Scene management, logistics, and stabilization of a blunt trauma patient in the Australian outback with Dr. Minh Le Cong (@ketaminh), rural GP and retrieval physician for the Royal Flying Doctor Service and host of the PHARM podcast.
- If there is reasonable suspicion of the presence of a pneumothorax (of any size), have a low threshold to empirically decompress it before bringing the patient to altitude. Needles are okay, chest tubes are probably better.
- Hemothorax may be a soft reason to avoid chest decompression, which could conceivable remove the tamponading effect of intrapleural pressure.

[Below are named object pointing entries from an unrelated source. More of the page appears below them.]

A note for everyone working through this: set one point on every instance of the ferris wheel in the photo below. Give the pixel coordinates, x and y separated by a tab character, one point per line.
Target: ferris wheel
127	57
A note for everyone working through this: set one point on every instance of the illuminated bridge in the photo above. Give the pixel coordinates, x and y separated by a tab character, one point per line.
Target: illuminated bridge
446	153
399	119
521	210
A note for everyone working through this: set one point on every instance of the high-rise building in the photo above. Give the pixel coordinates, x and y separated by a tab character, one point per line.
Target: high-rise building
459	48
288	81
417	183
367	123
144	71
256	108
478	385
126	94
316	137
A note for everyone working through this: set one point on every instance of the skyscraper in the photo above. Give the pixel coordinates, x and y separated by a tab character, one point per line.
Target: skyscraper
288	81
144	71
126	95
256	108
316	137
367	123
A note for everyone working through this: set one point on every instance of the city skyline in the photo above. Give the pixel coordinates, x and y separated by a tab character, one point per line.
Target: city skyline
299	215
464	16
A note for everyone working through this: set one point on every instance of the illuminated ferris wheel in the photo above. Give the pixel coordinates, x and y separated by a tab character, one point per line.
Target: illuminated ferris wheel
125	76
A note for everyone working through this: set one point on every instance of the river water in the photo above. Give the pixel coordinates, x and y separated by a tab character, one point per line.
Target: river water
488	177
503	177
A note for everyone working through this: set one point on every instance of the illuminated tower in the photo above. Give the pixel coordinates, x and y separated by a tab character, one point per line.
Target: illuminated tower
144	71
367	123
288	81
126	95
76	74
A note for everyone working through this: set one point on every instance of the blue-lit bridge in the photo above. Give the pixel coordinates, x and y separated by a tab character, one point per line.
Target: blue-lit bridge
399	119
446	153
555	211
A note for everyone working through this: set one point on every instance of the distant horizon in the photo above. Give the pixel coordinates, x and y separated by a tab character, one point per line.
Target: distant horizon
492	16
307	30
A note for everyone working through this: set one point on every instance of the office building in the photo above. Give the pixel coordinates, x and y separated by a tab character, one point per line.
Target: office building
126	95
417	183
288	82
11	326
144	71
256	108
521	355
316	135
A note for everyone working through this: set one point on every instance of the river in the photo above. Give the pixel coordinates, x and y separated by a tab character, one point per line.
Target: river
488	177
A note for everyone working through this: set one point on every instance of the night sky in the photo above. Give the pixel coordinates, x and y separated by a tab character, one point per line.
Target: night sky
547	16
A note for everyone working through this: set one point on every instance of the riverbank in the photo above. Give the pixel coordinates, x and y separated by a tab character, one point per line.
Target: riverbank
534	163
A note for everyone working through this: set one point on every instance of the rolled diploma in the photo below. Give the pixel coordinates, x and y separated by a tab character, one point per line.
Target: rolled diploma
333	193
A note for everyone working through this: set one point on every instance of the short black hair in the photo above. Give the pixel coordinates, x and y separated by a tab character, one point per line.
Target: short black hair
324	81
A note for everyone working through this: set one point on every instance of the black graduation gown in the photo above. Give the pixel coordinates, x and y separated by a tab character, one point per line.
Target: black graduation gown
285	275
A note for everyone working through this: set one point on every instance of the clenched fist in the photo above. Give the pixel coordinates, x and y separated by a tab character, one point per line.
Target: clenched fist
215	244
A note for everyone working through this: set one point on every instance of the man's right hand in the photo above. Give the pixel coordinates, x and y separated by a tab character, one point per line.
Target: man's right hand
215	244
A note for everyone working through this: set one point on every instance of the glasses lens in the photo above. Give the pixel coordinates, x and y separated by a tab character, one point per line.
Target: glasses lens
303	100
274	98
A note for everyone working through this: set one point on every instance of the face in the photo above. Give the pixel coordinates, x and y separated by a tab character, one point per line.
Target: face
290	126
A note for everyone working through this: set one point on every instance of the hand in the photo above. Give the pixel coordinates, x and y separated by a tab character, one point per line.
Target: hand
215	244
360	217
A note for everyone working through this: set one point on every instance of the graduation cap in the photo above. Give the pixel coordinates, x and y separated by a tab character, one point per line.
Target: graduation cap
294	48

- Consider ketamine for a neuro-stable induction.
- Abdominal aortic compression may be a salvage temporizing measure for penetrating abdominal/pelvic trauma where surgical intervention is delayed.
- Packaging depends on how much time you can afford to spend on scene. Simplify spinal precautions; consider measures like vacuum boards.
- All gasses expand at altitude and contract with descent. Think ETT cuffs, vacuum mattresses, pneumothoraces, etc, all which may shift and change size during travel.
- Whether practiced by paramedics, nurses, physicians, APPs, or others, transport and prehospital medicine is fundamentally the same business. The invasiveness of management may vary, but the core principles and the bulk of the approach does not. The addition of point-of-care ultrasound may be the biggest added value that would require higher levels of training.